Here's a comment a reader emailed me in response to my post titled Five Retirement Surprises:
The most stark retirement (surprise) reality that I've had, and I was warned about it by a good friend, is "the inflation factor" which prominently figures into the retirement mix. It's definitely highly understated and has played largely in my mid-course retirement adjustment.
Several thoughts on this from me:
- I rate these comments as especially valuable since this person is retired. Compared to most of us who are only planning on retirement, this commenter is living through it, and can thus speak to the issue from personal experience, not theory (note: I like to read thoughts and comments from people who have actually done what I'm trying to do since they have insights others don't.)

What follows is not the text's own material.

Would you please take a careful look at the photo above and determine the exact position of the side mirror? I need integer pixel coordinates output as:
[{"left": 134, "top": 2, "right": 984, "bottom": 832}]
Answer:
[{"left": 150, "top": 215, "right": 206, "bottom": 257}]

- The impact of inflation is so meaningful that it caused this reader to make a mid-course retirement adjustment. Interesting.

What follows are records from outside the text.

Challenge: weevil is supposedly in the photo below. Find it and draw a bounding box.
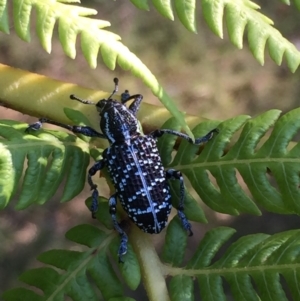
[26,78,218,262]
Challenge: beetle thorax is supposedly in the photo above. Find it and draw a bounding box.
[97,100,140,144]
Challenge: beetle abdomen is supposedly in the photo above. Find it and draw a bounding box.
[104,136,172,233]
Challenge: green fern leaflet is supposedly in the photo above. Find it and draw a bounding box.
[3,218,300,301]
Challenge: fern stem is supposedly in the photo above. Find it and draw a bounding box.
[130,227,170,301]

- Inflation can certainly add up. At only 3% a year and a 20-year retirement, something that would cost you $1.00 at retirement's beginning would cost $1.81 at the end. Now this might not seem like much, but let's say you have annual expenses of $50,000 when your retirement begins. At the end of retirement these same costs would be over $90,000. And your total retirement expenses for those 20 years wouldn't be $1,000,000 ($50k times 20 years) but $1.4 million (3% cost increases per year.)

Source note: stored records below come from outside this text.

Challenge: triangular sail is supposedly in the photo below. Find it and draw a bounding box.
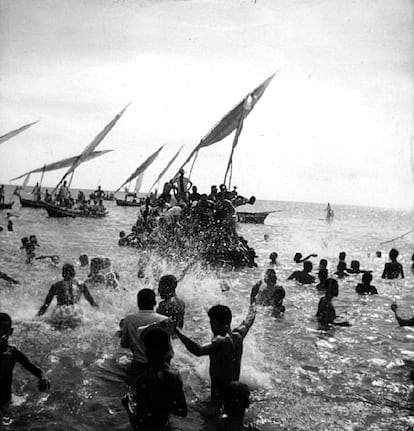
[177,72,277,175]
[55,103,130,190]
[10,150,113,181]
[0,121,39,144]
[115,145,164,193]
[149,145,184,191]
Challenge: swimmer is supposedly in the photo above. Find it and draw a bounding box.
[0,313,50,416]
[216,382,259,431]
[175,281,261,408]
[381,248,404,280]
[355,272,378,295]
[335,260,349,278]
[122,327,188,431]
[156,275,185,329]
[293,253,318,263]
[37,263,98,316]
[316,278,351,330]
[269,251,279,265]
[391,302,414,326]
[288,260,315,284]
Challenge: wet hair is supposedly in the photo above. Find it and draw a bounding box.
[142,327,170,363]
[207,304,232,326]
[0,313,12,328]
[388,248,400,260]
[293,253,302,263]
[318,268,328,281]
[62,263,75,280]
[158,274,177,292]
[223,381,250,416]
[303,260,313,272]
[336,260,346,271]
[137,289,155,310]
[319,259,328,269]
[362,272,372,284]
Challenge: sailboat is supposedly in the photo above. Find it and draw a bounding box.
[177,72,277,223]
[115,145,164,207]
[10,150,112,208]
[46,103,130,218]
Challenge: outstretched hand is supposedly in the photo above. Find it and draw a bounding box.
[37,379,50,392]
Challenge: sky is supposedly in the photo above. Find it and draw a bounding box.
[0,0,414,208]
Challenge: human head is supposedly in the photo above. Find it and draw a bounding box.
[207,305,232,334]
[223,381,250,417]
[303,260,313,272]
[142,327,170,364]
[269,251,278,263]
[362,272,372,284]
[293,253,302,263]
[158,274,177,299]
[62,263,75,280]
[318,268,328,282]
[79,254,89,266]
[351,260,360,271]
[388,248,400,260]
[0,313,13,348]
[325,278,339,298]
[137,289,156,310]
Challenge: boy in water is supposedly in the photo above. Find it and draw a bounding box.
[216,382,259,431]
[37,263,98,316]
[381,248,404,280]
[122,327,188,431]
[316,278,351,331]
[0,313,50,418]
[355,272,378,295]
[175,281,261,407]
[288,260,315,284]
[156,275,185,329]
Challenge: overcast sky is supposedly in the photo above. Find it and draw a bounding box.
[0,0,414,207]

- Just imagine the implications of 5% or 7% inflation! Yikes!
- This is one reason I'm being way conservative in my retirement planning. I'm doing this by: 1) not counting on one penny from Social Security (I think I will get some, but it probably won't be much), 2) saving enough that I can live of the earnings of my savings alone -- not having to spend a cent of my nest egg to survive, 3) saving much more than I need to save for the income I need to live, and 4) estimating lower-than-I-can-probably-get return rates before and after retirement (with the differences between these and reality helping to take the bite out of inflation.)
How about you? Anyone out there have some thoughts on inflation during retirement or some tips on how you're planning for it?
Don't forget the Obamaites want to kill off old folks--a drain on the economy--by cutting their incomes on accumulated savings to nothing (nominally) and less than nothing after inflation and their higher taxes. Also in non-election years they denied any increases in Social Security while the elderly had to pay more to live. There exists a cost of living index for the elderly but they refuse to apply it to Social Security, taxes, etc.
Posted by: DR WD Jackson | December 28, 2011 at 11:19 AM
This and tax increases scare me. Tax law can change (and does frequently) - there is whole lot of potential revenue in tax sheltered Roths, nevermind tax rate increases or tax bracket lowering. Any intelligent person has to realize government is the biggest threat to a comfortable retirement - government controls inflation and taxes - both of which can decimate the savings of even the thriftiest miser.
Posted by: mdb | December 28, 2011 at 11:26 AM
@DR WD Jackson
"Don't forget the Obamaites want to kill off old folks" What a stupid thing to say. ...Yeah..I'm sure this is what they are trying to do.--... Really...you need to stop watching FOX news.
Posted by: billyjobob | December 28, 2011 at 11:34 AM
I think the word 'retirement' needs to be retired. With a decent nest egg, I've transitioned from high-pressure, time-demanding 'career' jobs to part-time work for nonprofits with a mission I care about. Sure, the hourly pay is less, but the work is still challenging and rewarding. I earn some money (helps to hedge against future inflation and pays our fixed living expenses, avoiding that uneasy feeling the goes along with drawing down one's nest egg), I have the opportunity to keep learning and building a network, and help to improve my community (I hope!). I plan to continue like this as long as I'm physically and mentally able. When people ask if I'm retired, I don't quite know how to answer. It doesn't feel that way!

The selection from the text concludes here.